TANGERANG, RADARBANTEN.CO.ID – Usianya baru 28 tahun. Siska Ayu Senda telah memiliki dua kafe di kawasan Jakarta dan Bekasi bernama KopiSend
Siska sejak di bangku kuliah di Universitas Andalas, Padang, sudah tertarik bekerja sebagai barista di kafe.
“Jadi saya kuliah sambil kerja jadi barista. Pindah-pindah sampai tiga kafe. Biaya kuliah murah, jadi uangnya buat jajan,” ujarnya, Senin (25/7/2022).
Menurut gadis berdarah Minang ini, sejak saat itu ia mulai menekuni dunia barista dan perkopian.
Sehabis kuliah di Fakultas Pertanian jurusan Agribisnis Universitas Andalas, ia hijrah ke Jakarta dan tetap menekuni pekerjaan sebagai barista di kafe.

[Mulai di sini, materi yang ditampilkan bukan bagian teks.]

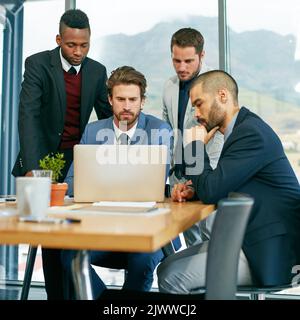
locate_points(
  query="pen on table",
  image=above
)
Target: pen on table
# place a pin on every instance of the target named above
(71, 220)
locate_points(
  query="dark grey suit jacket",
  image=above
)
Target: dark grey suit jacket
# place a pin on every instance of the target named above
(42, 105)
(253, 162)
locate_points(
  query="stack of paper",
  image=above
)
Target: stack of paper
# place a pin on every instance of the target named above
(125, 206)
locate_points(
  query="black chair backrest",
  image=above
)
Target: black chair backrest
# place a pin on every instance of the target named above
(224, 247)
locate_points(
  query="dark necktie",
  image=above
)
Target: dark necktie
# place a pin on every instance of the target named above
(72, 70)
(123, 138)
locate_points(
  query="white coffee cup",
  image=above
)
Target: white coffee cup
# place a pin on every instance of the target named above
(33, 196)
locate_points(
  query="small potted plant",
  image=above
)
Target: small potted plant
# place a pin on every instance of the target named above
(56, 163)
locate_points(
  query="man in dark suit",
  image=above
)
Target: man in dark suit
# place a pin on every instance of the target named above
(59, 91)
(252, 162)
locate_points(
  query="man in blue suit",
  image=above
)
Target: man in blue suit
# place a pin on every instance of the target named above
(126, 93)
(252, 162)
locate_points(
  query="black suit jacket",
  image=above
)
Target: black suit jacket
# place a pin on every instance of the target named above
(42, 105)
(253, 162)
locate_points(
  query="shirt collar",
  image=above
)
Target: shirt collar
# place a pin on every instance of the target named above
(130, 132)
(66, 65)
(229, 128)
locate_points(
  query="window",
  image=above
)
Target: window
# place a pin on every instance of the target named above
(264, 42)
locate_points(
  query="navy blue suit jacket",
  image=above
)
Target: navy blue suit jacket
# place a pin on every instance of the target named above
(253, 162)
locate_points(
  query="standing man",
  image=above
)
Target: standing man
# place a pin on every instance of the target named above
(187, 56)
(252, 162)
(126, 89)
(59, 91)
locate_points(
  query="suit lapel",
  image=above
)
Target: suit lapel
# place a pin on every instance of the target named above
(59, 79)
(175, 94)
(243, 113)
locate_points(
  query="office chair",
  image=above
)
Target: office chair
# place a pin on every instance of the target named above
(222, 259)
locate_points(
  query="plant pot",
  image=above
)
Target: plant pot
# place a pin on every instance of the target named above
(58, 191)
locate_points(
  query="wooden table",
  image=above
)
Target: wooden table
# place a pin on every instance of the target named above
(114, 232)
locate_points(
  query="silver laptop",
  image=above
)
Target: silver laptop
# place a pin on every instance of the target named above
(119, 172)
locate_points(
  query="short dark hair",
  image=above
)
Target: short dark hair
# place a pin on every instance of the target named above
(127, 75)
(74, 18)
(188, 37)
(214, 80)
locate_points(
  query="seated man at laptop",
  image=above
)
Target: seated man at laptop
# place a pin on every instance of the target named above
(126, 91)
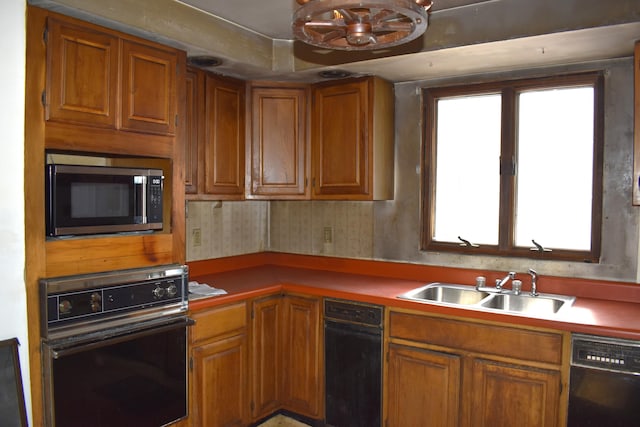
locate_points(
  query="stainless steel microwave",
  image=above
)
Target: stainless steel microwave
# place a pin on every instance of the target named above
(102, 199)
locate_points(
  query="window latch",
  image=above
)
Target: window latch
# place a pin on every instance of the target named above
(539, 247)
(467, 244)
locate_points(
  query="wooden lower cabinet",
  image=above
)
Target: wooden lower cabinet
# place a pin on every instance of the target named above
(286, 356)
(451, 372)
(423, 387)
(302, 340)
(509, 395)
(219, 360)
(266, 346)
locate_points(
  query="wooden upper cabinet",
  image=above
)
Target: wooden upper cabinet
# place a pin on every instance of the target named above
(100, 78)
(224, 128)
(278, 156)
(148, 88)
(82, 75)
(352, 140)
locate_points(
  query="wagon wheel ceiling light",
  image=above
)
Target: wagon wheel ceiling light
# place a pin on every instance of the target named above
(360, 25)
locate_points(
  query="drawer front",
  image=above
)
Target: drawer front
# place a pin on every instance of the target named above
(218, 321)
(523, 344)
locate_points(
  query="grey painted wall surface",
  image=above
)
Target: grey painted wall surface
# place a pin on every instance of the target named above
(394, 225)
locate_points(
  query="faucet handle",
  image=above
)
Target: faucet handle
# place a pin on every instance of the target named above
(516, 286)
(534, 282)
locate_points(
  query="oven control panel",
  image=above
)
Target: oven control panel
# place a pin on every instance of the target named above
(92, 298)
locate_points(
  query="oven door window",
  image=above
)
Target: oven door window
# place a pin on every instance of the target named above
(138, 382)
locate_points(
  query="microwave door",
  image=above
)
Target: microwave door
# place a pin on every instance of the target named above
(93, 203)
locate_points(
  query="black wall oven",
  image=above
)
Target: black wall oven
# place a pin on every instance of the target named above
(115, 348)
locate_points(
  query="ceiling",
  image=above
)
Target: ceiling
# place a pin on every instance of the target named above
(464, 37)
(274, 20)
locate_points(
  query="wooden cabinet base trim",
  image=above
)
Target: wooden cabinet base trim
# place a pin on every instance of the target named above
(80, 256)
(97, 140)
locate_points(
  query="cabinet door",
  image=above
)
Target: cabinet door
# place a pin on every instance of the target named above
(267, 373)
(82, 80)
(510, 395)
(301, 356)
(223, 161)
(423, 388)
(279, 143)
(149, 77)
(194, 85)
(340, 139)
(220, 382)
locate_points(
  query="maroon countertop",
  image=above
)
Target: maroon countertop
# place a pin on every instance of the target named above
(587, 314)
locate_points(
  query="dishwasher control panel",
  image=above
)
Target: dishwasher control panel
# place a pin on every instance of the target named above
(606, 353)
(348, 311)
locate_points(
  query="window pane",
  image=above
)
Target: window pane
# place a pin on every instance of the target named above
(555, 168)
(467, 194)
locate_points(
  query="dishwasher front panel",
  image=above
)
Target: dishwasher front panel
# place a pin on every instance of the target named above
(604, 383)
(353, 364)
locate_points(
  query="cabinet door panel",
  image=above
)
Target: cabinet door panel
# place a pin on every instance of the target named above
(266, 356)
(148, 89)
(423, 388)
(279, 142)
(82, 75)
(224, 137)
(302, 347)
(340, 140)
(509, 395)
(220, 377)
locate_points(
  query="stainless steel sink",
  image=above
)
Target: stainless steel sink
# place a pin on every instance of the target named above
(527, 304)
(467, 296)
(446, 293)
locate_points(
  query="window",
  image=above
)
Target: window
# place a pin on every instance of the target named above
(515, 168)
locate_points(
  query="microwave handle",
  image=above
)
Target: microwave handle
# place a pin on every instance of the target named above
(140, 185)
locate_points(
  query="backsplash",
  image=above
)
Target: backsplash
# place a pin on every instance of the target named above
(226, 228)
(336, 228)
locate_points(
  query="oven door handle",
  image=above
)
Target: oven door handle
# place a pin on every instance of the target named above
(67, 351)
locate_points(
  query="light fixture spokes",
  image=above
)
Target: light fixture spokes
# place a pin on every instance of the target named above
(360, 25)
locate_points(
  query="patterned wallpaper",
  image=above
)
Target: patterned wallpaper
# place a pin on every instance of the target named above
(337, 228)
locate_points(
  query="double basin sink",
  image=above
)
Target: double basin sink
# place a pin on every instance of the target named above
(505, 301)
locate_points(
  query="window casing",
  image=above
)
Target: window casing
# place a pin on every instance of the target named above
(523, 177)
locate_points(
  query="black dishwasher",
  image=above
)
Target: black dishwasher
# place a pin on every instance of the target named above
(353, 363)
(604, 387)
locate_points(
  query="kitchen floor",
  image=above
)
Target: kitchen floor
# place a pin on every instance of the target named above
(282, 421)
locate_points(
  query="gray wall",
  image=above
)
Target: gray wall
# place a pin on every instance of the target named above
(389, 230)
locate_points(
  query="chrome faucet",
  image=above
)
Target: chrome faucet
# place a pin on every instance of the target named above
(501, 282)
(534, 282)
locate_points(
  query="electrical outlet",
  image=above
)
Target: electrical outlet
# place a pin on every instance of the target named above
(196, 236)
(328, 235)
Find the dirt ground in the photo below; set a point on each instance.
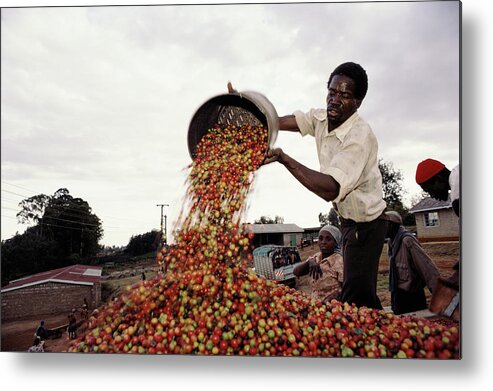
(19, 335)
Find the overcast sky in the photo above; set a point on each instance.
(98, 100)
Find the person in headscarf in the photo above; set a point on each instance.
(326, 267)
(410, 268)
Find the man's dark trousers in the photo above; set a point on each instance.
(362, 247)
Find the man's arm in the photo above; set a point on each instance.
(322, 185)
(288, 122)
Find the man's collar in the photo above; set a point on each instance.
(342, 130)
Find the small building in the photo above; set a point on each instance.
(436, 220)
(52, 292)
(310, 235)
(278, 234)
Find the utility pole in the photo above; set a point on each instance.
(163, 233)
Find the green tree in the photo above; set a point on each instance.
(70, 222)
(27, 253)
(393, 191)
(142, 244)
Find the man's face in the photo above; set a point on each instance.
(436, 187)
(341, 103)
(326, 243)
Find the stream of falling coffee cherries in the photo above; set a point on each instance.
(205, 300)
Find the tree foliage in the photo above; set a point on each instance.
(393, 191)
(331, 218)
(64, 231)
(142, 244)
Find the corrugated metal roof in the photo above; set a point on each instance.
(429, 203)
(74, 274)
(276, 228)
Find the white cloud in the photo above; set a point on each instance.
(99, 99)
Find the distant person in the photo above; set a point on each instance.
(411, 269)
(437, 180)
(37, 347)
(72, 325)
(85, 309)
(326, 267)
(41, 331)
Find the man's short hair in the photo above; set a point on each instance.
(355, 72)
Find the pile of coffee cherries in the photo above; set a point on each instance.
(206, 301)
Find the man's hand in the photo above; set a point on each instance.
(314, 269)
(273, 155)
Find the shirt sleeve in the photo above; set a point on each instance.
(348, 164)
(422, 263)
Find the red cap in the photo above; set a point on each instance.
(427, 169)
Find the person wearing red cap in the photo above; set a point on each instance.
(437, 180)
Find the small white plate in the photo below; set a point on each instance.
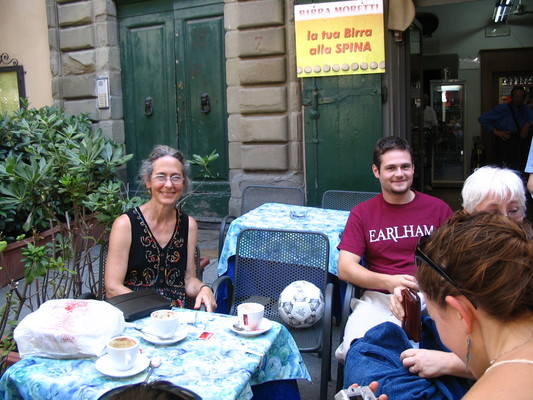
(181, 334)
(103, 365)
(265, 326)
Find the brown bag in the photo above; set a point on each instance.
(139, 304)
(411, 324)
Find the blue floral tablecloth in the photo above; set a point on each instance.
(218, 368)
(283, 216)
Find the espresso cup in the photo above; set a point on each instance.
(165, 323)
(123, 352)
(250, 315)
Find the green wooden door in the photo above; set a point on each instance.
(343, 120)
(201, 99)
(147, 59)
(172, 52)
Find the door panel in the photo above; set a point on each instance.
(173, 52)
(147, 51)
(201, 89)
(342, 123)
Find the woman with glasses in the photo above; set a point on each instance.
(153, 245)
(476, 272)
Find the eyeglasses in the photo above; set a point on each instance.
(162, 179)
(420, 255)
(144, 389)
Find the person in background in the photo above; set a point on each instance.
(153, 246)
(384, 230)
(510, 123)
(476, 274)
(489, 189)
(431, 135)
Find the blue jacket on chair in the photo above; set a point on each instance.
(376, 357)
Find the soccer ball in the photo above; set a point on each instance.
(301, 304)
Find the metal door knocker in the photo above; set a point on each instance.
(148, 107)
(205, 106)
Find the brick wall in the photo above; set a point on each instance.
(265, 130)
(84, 45)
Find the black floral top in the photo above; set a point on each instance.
(151, 266)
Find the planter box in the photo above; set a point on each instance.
(13, 267)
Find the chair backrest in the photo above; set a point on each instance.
(255, 195)
(344, 199)
(269, 260)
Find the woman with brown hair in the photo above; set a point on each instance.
(476, 272)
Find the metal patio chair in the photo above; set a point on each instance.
(344, 199)
(255, 195)
(269, 260)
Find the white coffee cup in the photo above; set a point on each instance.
(123, 352)
(250, 315)
(165, 323)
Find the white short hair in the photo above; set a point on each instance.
(493, 181)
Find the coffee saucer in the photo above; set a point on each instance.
(103, 365)
(181, 334)
(263, 327)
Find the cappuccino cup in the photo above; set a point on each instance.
(165, 323)
(123, 352)
(250, 315)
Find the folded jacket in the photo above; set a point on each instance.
(376, 357)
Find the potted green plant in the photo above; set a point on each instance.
(50, 163)
(59, 193)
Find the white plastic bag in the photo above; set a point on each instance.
(68, 328)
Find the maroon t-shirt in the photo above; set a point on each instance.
(386, 234)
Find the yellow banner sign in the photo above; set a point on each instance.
(339, 38)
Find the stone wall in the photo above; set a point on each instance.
(264, 107)
(84, 45)
(265, 132)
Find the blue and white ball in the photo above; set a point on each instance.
(301, 304)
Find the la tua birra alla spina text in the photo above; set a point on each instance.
(355, 46)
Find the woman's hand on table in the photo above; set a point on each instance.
(206, 297)
(373, 386)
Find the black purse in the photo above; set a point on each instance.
(139, 304)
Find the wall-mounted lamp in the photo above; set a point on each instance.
(502, 10)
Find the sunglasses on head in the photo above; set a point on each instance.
(420, 255)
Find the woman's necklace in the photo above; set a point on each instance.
(508, 351)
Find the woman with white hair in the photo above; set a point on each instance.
(495, 190)
(490, 189)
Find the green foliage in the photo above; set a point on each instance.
(204, 163)
(50, 163)
(109, 202)
(55, 171)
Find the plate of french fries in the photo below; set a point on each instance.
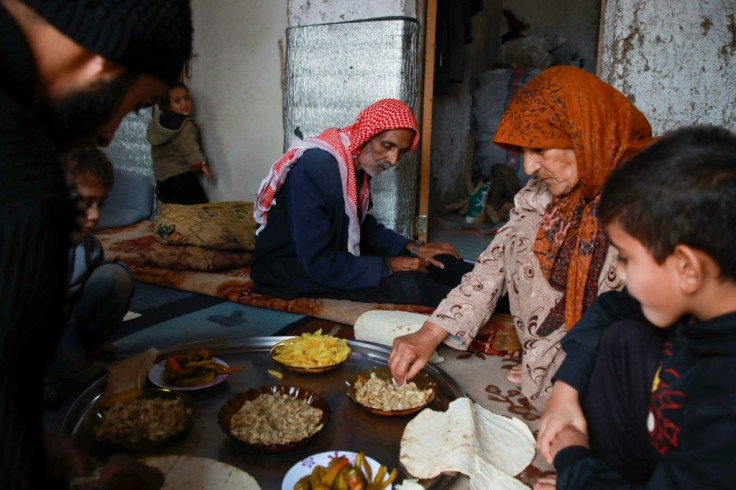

Namun, bekerja sebagai barista dengan titel sarajana awalnya ditentang keras orangtuanya yang lebih menginginkan Siska bekerja sebagai pegawai kantoran.
“Ya kalau orangtua kan gak muluk-muluk ya, pinginnya anaknya kalau bisa jadi pegawai kantoran. Orangtua kan gak tau barista itu apa. Tapi ya rejekinya di coffee shop lagi,” jelasnya.
Setelah empat tahun bekerja sebagai karyawan kafe dan dirasa memiliki cukup pengalaman, ia kemudian memutuskan untuk mencoba peruntungan membuka kafe sendiri.
Rupanya niatnya menjadi owner kafe didukung penuh oleh kakak kandungnya.
Dalam perjalanannya ia juga mendapat rekanan yang mendukung modal usaha. “Awalnya mendirikan kafe nekat aja sih. Dan sebenernya modalnya juga dari orangtua yang mulai mendukung usaha saya karena saya bisa membuktikan ke orangtua (kerja keras dan usahanya-red),” ujarnya.
Usaha mendirikan kafe, lanjut Siska, diawal-awal juga tidak berjalan mulus. Di akhir tahun 2019, Covid-19 melanda Indonesia yang berdampak pada lesunya perekonomian masyarakat.
“Alhamdulilah sekarang udah tiga tahun berjalan. Sudah bisa survive dan sudah balik modal setahun yang lalu,” tandasnya.
Kini, Siska mengaku, berambisi untuk membuka kafe ketiganya dan akan kembali mempekerjakan beberapa orang terdekatnya.
“Ya salah satu tujuan saya berbisnis ingin mempekerjakan orang. Mudah-mudahan secepatnya bisa buka cabang. Tapi dilihat lagi apakah sudah siap atau belum,” tandasnya.